Steve Krause writes that the recent EDC-MOOC (in which we both participated) was "meh." I agree. But you know what else was meh for me? School. K-12. Undergrad. Grad. meh. meh. meh. I was never very good at playing the role of the student. Obviously my grades were fine, so I could play the game well enough, but I never found coursework particulary interesting or relevant. I could offer you a litany of the mediocre experiences of my undergraduate education, but I doubt that would be of much interest. However, I will say that if a MOOC amounts to a curated list of readings, some lectures, a largely unsupervised discussion among students, and a testing mechanism, then this isn't really any different from what I had in most of my courses as an undergraduate. The only real difference would be that my unsupervised discussion happened FTF with friends I was taking the course with rather than 1000s of people online. I learned that I could get decent grades with a very minimal?amount of investment. I didn't value school and hence it wasn't valuable to me. I can see that. But I can also see that I put my investment into other places, other kinds of environments. I learned a great deal working in a small business in the computer industry, composing music and building a recording studio, and writing independently of school.

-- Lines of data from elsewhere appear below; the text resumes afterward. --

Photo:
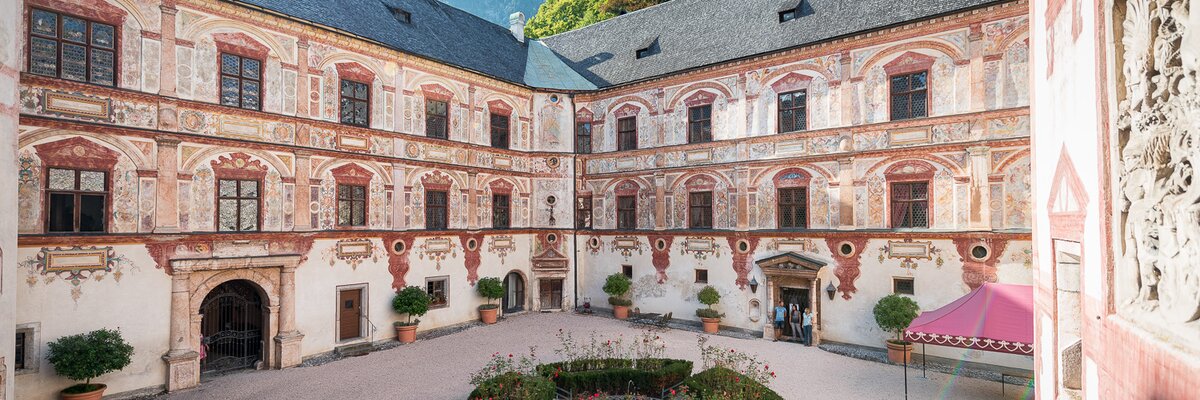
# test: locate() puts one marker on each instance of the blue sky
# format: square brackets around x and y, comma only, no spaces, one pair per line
[497,11]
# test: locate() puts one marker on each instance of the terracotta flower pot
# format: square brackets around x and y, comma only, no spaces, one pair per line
[899,352]
[621,311]
[489,315]
[87,395]
[406,334]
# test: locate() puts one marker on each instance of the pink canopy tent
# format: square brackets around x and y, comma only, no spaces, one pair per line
[993,317]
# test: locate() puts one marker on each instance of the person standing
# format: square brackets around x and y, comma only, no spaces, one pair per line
[807,321]
[780,312]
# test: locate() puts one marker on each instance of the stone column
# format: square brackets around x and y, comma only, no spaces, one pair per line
[167,210]
[183,360]
[303,214]
[979,196]
[288,340]
[167,81]
[846,193]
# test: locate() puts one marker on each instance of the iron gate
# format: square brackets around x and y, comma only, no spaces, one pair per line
[232,328]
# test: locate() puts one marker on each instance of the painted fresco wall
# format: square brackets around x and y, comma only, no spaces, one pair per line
[1116,296]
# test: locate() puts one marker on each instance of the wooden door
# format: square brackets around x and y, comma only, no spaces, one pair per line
[351,314]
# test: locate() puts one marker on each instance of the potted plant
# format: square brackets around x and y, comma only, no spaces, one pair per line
[490,288]
[617,285]
[412,302]
[84,357]
[894,312]
[712,320]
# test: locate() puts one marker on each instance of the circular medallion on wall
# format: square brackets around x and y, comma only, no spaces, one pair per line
[846,249]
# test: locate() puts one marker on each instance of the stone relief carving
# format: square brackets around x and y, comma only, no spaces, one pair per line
[1158,181]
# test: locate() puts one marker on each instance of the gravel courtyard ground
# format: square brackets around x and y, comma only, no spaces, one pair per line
[439,368]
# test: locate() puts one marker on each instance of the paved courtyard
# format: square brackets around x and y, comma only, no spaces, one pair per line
[439,368]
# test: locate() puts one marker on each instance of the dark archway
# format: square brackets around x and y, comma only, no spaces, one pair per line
[514,293]
[232,327]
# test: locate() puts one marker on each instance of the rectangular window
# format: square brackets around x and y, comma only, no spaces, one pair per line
[435,210]
[793,207]
[903,286]
[627,212]
[499,131]
[627,133]
[910,204]
[355,103]
[241,82]
[352,206]
[700,124]
[436,121]
[793,112]
[909,95]
[700,210]
[501,218]
[77,201]
[583,137]
[437,290]
[72,48]
[238,206]
[583,213]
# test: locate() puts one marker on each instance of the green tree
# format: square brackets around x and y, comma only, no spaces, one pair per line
[559,16]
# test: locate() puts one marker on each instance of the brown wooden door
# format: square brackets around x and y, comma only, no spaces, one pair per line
[351,314]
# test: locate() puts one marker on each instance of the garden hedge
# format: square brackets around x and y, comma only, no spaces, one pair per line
[649,377]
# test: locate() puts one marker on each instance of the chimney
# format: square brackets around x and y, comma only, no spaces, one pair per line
[516,25]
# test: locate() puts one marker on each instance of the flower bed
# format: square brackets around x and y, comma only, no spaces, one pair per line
[647,376]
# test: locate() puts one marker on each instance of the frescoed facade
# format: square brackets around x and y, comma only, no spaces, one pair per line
[253,150]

So from my perspective, so what if MOOCs are meh? The whole enterprise is meh. There's no doubt that there are plenty of students who have been so heavily institutionalized that they can't succeed in a MOOC. They are like those lifers in prison who find themselves paroled and don't know how to live on the outside. And we know there's an economic element to this as kids from poor school districts get the most regimented, institutionalized education and are typically the most at-risk for success in college (and even moreso online or in a MOOC). The students who will be most successful in MOOCs are ones for whom school was only ever one learning site among many. They will be able to jump through the inane MOOC hoops and get on with their lives, confident that what one learns today in a MOOC doesn't really matter anyway. It's just a tiny part of a much vaster learning ecosystem. Of course that's hardly a ringing endorsement for MOOCs, but they don't have to be great. They're free. I have a daughter in high school now. Do I really want to pay for her to sit in general education courses for two or three semesters? Not really. I'll draw up a reading list and she can read it over the summer. If she has questions, she can find the answers online. And she'll learn much more on her own than she would sitting through some lectures and taking some bubble test. Maybe she can even take a MOOC.?

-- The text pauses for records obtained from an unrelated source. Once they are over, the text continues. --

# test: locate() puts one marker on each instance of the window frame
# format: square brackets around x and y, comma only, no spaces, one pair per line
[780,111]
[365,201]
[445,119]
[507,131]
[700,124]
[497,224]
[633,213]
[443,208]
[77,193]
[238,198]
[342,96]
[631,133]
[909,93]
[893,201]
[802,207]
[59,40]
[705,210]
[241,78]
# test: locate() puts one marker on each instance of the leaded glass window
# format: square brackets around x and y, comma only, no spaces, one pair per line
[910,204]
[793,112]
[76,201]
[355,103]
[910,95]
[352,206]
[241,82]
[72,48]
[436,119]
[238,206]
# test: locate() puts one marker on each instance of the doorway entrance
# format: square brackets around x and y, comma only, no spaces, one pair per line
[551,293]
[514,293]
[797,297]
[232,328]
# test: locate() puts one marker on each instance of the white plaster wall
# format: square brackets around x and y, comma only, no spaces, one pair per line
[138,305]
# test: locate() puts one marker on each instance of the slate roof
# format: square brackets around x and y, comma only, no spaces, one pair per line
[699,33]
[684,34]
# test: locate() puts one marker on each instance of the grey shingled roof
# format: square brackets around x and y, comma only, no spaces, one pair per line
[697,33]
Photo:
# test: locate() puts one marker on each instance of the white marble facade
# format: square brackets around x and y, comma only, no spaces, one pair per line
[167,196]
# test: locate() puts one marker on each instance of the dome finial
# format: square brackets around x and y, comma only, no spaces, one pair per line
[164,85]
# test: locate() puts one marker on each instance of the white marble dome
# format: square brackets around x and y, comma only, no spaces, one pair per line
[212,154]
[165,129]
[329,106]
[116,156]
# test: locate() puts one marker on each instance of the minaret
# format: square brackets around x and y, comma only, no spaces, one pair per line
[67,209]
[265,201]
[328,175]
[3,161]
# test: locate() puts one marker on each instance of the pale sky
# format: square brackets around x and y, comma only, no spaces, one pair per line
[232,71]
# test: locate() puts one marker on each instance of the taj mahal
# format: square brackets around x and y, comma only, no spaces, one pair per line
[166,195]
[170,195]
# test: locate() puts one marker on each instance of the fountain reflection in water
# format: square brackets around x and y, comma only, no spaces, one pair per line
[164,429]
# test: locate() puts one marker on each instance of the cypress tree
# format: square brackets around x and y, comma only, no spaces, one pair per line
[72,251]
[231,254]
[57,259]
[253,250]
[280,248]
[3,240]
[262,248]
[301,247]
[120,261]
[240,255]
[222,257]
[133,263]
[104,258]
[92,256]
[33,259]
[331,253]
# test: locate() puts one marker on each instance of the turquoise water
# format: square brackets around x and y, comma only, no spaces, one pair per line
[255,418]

Clearly though, universities depend on general education courses to make their economic model go. Either they cram 100s of students into a room or they pay adjuncts minimal pay to teach the course. Or, like in English, they float their grad programs with TA-ships. None of those strategies are ringing endorsements from my perspective as the one paying the tuition dollars. And that's not to say that those adjuncts might not be better teachers than some of the professors. Few of these folks have ever received any pedagogical training. It's just to point out that universities seem to look the low costs of general education courses to balance out the high costs of other kinds of courses that are smaller in size, more technology intensive perhaps, and are taught by faculty earning more money, especially in the professional schools. ?It's even more crucial from the perspective of the humanities. Without general education, humanities departments are tiny and lose the means to offer graduate students TAships, which means tiny grad programs as well.?

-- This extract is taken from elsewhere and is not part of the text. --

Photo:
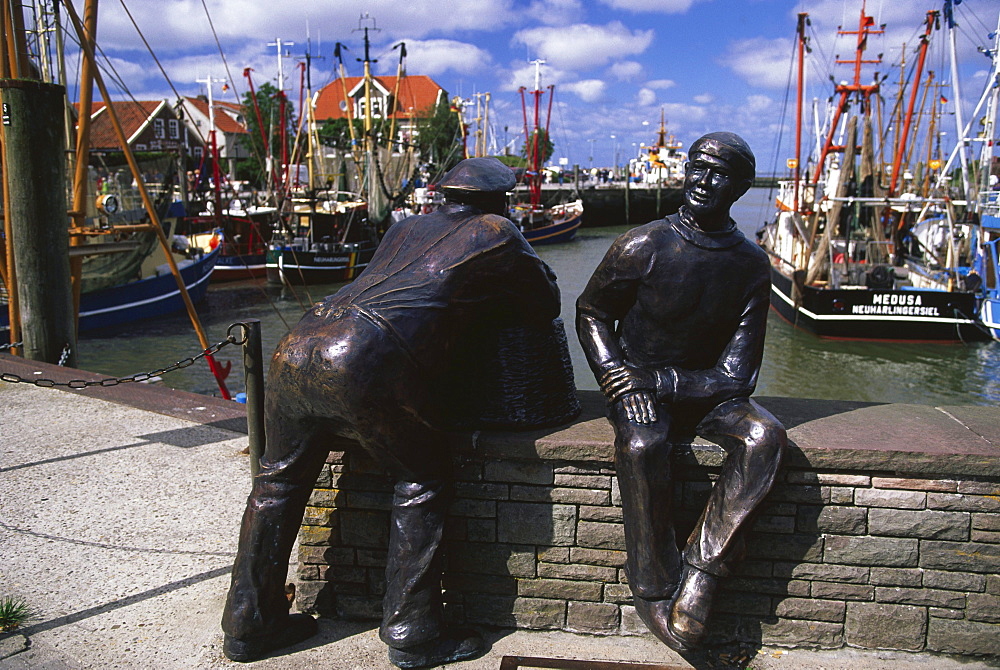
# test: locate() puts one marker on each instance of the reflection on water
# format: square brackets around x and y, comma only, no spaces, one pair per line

So it's not that MOOCs are great. Better-designed MOOCs might be on the horizon, but the ones we have already shine an uncomfortable light on general education. The basic premises of general education are that 1) every college student should have some baseline introductory knowledge that stretches from science and math to social science and humanities, and 2) a gen ed curriculum is the best way to deliver that knowledge. I don't know if either of those premises still works. Certainly #2 does not. Today it seems more relevant to teach the students how to fish rather than to give them the fish in a 50 minute lecture, especially since the 50-minute lecture is free online anyway.
The upshot of this is that the humanities need to start developing a new economic model, one that will not depend on 1000s of undergraduates taking composition or western civ or whatever. Could we create a better version of general education? Sure. I've talked about that before. But I'm not sure that even that will make a difference. The crucial thing we need to do is reinvent ourselves to connect with the values and concerns of our students and our culture. The MOOC, meh or not, means we can't imagine that we can just plod along as we always have.